Writer and Director Sarah Polley chose to use the song "Video Killed the Radio Star" in key scenes, because it was her brother's favorite song.
In 2009, the script was listed in The Black List. The Black List is an annual publication that names the best unproduced screenplays of the year it is published.
Michelle Williams said in an interview that she, Sarah Silverman, and Jennifer Podemski didn't want to film the full nude shower scene. But they agreed to because it fit the story. She said it, like other nude scenes she's filmed, is like sky diving. The first few moments are terrifying when you strip off your robe in front of the crew, and then you get used to it and it may even be fun. But she said it was much easier doing that shower scene than the nude scenes she did in previous films with men. She said it's much easier to be naked with other girls than boys.

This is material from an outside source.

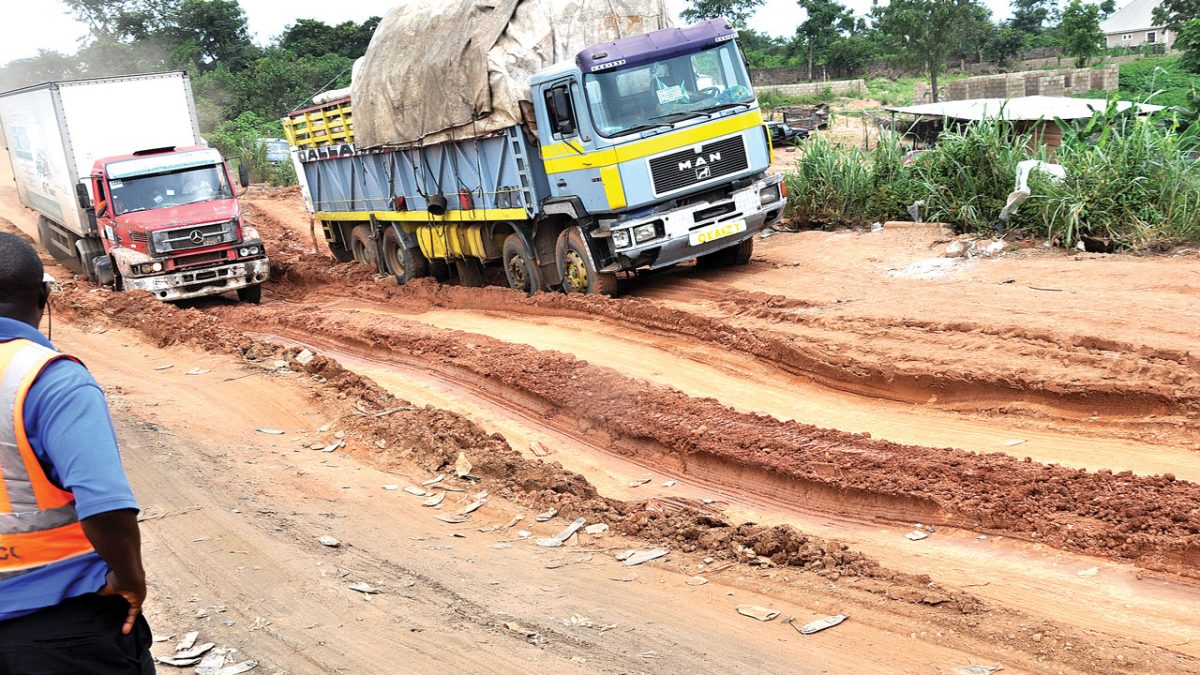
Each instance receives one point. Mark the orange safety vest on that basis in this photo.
(39, 524)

In an interview with Esquire in July 2012, Sarah Silverman talked about being nude onscreen for the first time during the locker room shower scene. She said, "Taking all my own mishigas out of it, it's so unsexualized. I'm standing like a caveman. It's very dead. Now, I'm trying to be positive about myself, because I feel like even if you're self-deprecating it's still a kind of self-obsession. So I'm trying to just say I'm a human body -it works. If I were somebody else looking at my character, I'd be like, 'She's beautiful.' I'm practicing. I'm not succeeding." She pointed out that having several older women in that scene added to the unsexualized feeling. "Women are naked in front of each other every day. It's a very common, comfortable thing. You're trying on clothes, or you're in the shower at the Y. But the female nudity in movies is always sexualized. Sarah [Polley, director of Take This Waltz] said, 'It would be interesting to see this everyday occurrence that's never mirrored on film.' There's no music telling you how to feel. There's no sexy lighting. I keep using the word jarring. It isn't funny or dramatic. It just is."